Servus Leute,

    ich muss das jetzt mal loswerden. In letzter Zeit beobachte ich hier im Sub eine Entwicklung, die mir ehrlich gesagt Angst macht. Es fühlt sich an, als hätten wir einen Kipp-Punkt erreicht: Rassistisches Gedankengut und teilweise offene Nazi-Propaganda werden nicht nur gepostet, sondern erhalten auch noch netto-Upvotes. Wer die Kommentare unter aktuellen politischen Posts liest, sieht eine Enthemmung, die vor kurzem hier noch undenkbar gewesen wäre.

    Ja, Integration und Migration bringen Herausforderungen mit sich und sie funktionieren wirklich nicht so gut, wie sie sollten, das leugne ich keineswegs und darüber kann und sollte diskutiert werden.
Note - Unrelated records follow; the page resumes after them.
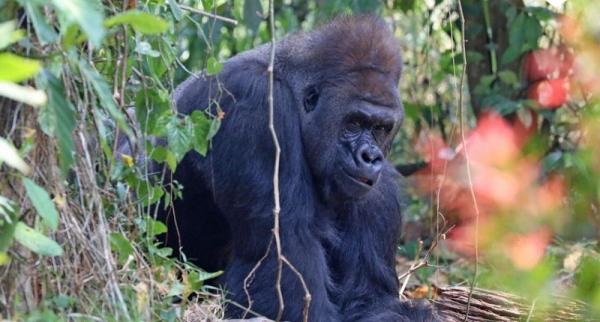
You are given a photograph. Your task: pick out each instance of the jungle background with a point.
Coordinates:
(500, 140)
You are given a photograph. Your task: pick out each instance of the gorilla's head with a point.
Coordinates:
(351, 110)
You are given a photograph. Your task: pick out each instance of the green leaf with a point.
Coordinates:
(58, 119)
(9, 34)
(201, 125)
(175, 9)
(121, 246)
(213, 67)
(141, 22)
(36, 242)
(144, 48)
(155, 227)
(8, 212)
(44, 32)
(252, 9)
(86, 13)
(103, 91)
(42, 203)
(179, 136)
(10, 155)
(4, 259)
(16, 69)
(523, 34)
(25, 94)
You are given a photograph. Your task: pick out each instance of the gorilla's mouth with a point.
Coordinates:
(363, 181)
(366, 181)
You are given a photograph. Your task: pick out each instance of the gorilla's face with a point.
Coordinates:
(347, 131)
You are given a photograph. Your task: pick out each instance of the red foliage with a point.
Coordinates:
(549, 94)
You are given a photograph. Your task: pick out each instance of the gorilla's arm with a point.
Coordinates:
(365, 264)
(241, 166)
Aber das Ausmaß, in dem dieses Thema aufgebauscht wird (von Krawall-Medien und rechten Parteien), steht in keinem Verhältnis zur Realität. Es werden halt die immer gleichen Narrative so oft wiederholt, immer und immer wieder, bis sich das in den Köpfen der Menschen als "Wahrheit" eingebrannt hat. Das alles ist aber nur ein gezieltes Ablenkungsmanöver.

    Denn währenddessen leben wir in einem Wirtschaftssystem, das ein immer größeres Gefälle zwischen Arm und Reich erzeugt. Die Reichen bekommen den Hals nicht voll und wir werden mit einer verpflichtenden günstigen Mahlzeit beim Wirt und Steuersenkungen auf eine Handvoll "Grundnahrungsmittel" abgespeist. Die soziale Instabilität wächst, die Mittelschicht bröckelt. Und genau hier setzen rechte Parteien und deren extrem effektive Social-Media-Maschinerien an: Statt über Systemfehler zu reden, wird ein Sündenbock präsentiert: der Migrant.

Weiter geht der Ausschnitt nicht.